I've been in the same place a few times. You just have the feeling that there isn't anything to exist for, with that dull ache pounding next to your heart like a little black hole or something is in your chest, eating you from the inside. I don't know how I got out of it the last time couple times, it just sort of happened, and I know it could come back at any time. The only advice I can confidently give is to just look at the last line of my signature.
DarkBluePhoenix wrote:"That which does not kill us makes us stronger." Words of Wisdom from German Philosopher Friedrich Nietzsche.

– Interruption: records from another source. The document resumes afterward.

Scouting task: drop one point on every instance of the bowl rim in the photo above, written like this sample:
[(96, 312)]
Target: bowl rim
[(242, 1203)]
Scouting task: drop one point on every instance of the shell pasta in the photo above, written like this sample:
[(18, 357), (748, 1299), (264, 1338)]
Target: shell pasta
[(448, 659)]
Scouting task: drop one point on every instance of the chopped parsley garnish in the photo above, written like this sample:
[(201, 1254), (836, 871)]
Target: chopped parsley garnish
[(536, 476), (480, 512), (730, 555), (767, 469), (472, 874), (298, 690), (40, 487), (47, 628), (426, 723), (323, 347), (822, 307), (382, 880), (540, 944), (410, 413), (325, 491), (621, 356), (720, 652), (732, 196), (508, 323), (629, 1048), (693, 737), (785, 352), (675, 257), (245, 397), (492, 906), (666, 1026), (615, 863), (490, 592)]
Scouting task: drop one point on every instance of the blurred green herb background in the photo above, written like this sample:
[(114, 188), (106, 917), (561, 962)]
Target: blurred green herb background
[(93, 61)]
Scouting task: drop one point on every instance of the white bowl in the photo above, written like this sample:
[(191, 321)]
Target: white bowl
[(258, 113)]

Depression isn't a bad thing, it just happens sometimes, for reasons even psychologists can't easily explain. As long as you pull though the depression, it
will make you stronger. I know I'm better for having been depressed several times in my relatively short life (which is for reasons that would take far too long to explain). I've found Evangelion when I was depressed, and I started to write my fanfiction when I was depressed most recently several months ago. Without my bouts of depression I wouldn't be the me I am today, and you wouldn't be the
you you are today.
Just want to say this too, being overweight isn't a bad thing. Unhealthy, yes sure, but it's not a bad thing. I am, and after relentless teasing in middle and high school, I've accepted how I look. Forcing yourself to lose weight won't help. And if they say you're overweight because of the BMI chart, they're full of hit becasue that chart is about as accurate as an unrifled musket fired at range.